Pour l’instant, la puce se limite au décodage de 31 caractères. Par rapport aux autres systèmes intégrés, il s’agit d’une performance inégalée. Cependant, les chercheurs ne comptent pas s’arrêter là. « Nous sommes convaincus de pouvoir décoder jusqu’à 100 caractères, mais nous ne disposons pas encore d’un ensemble de données d’écriture manuscrite comportant davantage de caractères », a déclaré Shaeri.

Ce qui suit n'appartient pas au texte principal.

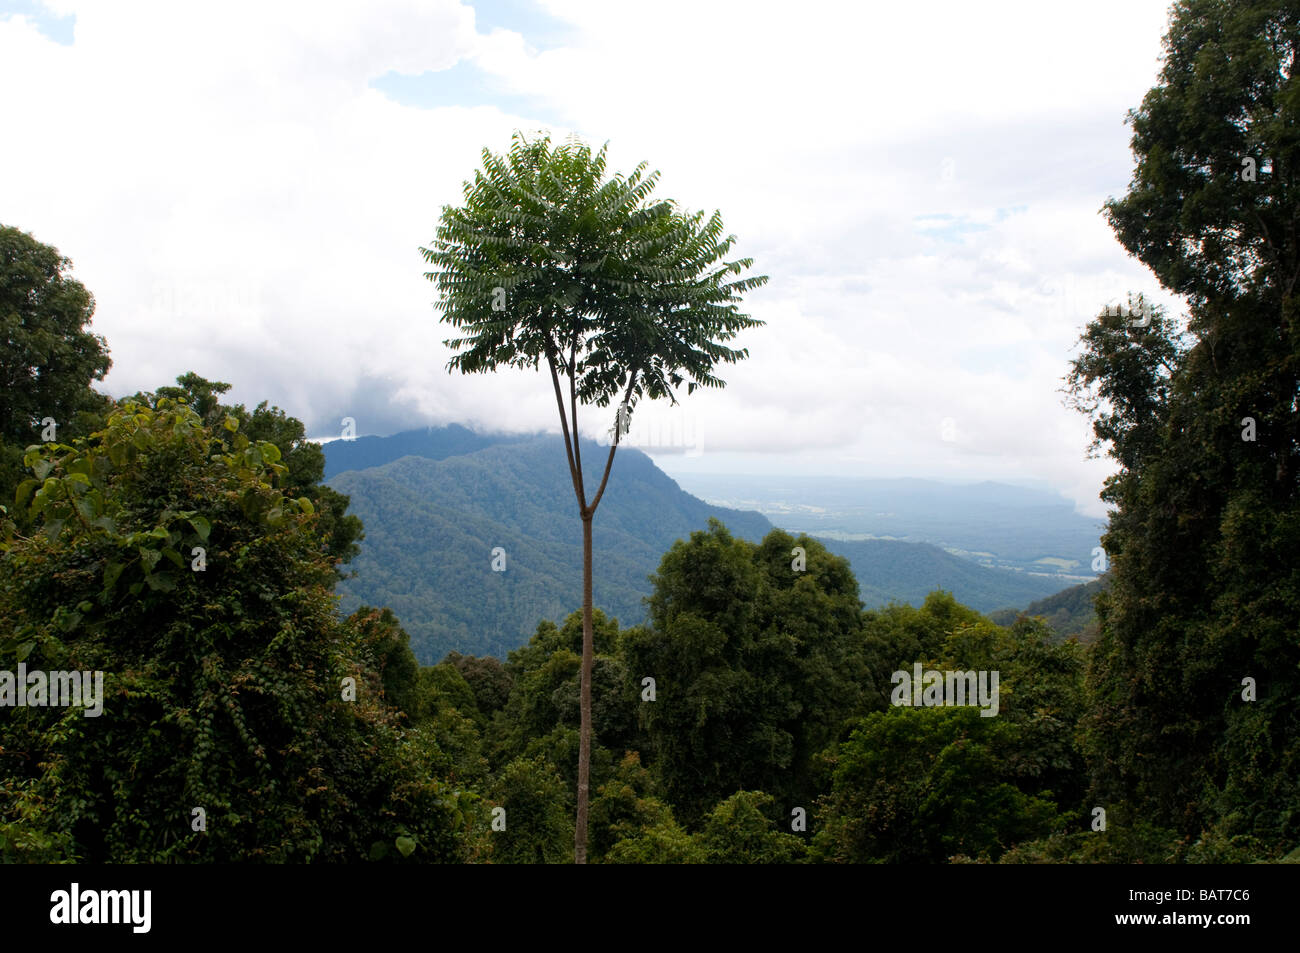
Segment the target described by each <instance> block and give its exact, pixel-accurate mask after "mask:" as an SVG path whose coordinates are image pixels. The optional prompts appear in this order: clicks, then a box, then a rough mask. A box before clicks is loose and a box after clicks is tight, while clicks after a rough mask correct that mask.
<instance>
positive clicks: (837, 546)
mask: <svg viewBox="0 0 1300 953" xmlns="http://www.w3.org/2000/svg"><path fill="white" fill-rule="evenodd" d="M822 543H823V545H824V546H826V547H827V549H828V550H831V551H832V553H835V554H837V555H841V556H845V558H846V559H848V560H849V563H850V564H852V566H853V575H854V576H857V577H858V586H859V594H861V598H862V601H863V602H865V603H866V605H867V606H868V607H875V606H883V605H887V603H889V602H892V601H893V602H906V603H909V605H913V606H919V605H920V603H922V602H924V599H926V595H927V594H928V593H931V592H932V590H935V589H946V590H948V592H950V593H953V595H956V598H957V601H958V602H961V603H962V605H965V606H970V607H971V608H974V610H976V611H978V612H992V611H993V610H997V608H1001V607H1004V606H1017V605H1024V603H1026V602H1030V601H1031V599H1041V598H1043V597H1047V595H1050V594H1053V593H1058V592H1060V590H1061V579H1060V577H1056V576H1032V575H1030V573H1026V572H1011V571H1009V569H991V568H988V567H984V566H979V564H978V563H972V562H971V560H969V559H962V558H961V556H954V555H952V554H950V553H945V551H944V550H941V549H939V547H937V546H932V545H930V543H924V542H900V541H897V540H859V541H845V540H826V538H823V540H822Z"/></svg>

L’équipe a également expliqué que le MiBMI ne servira pas seulement à convertir des pensées en texte. Une collaboration est en cours avec les laboratoires de Silvestro Micera, Grégoire Courtine, Stéphanie Lacour et David Atienza pour produire une nouvelle génération de systèmes ICM intégrés et explorer les diverses applications du MiBMI. « Nous collaborons avec d’autres groupes de recherche pour tester le système dans différents contextes, tels que le décodage du langage et le contrôle de mouvement. L’objectif est de développer une puce neuronale polyvalente, adaptable à différents troubles neurologiques, offrant ainsi une gamme plus large de solutions aux patients », conclut Shoaran.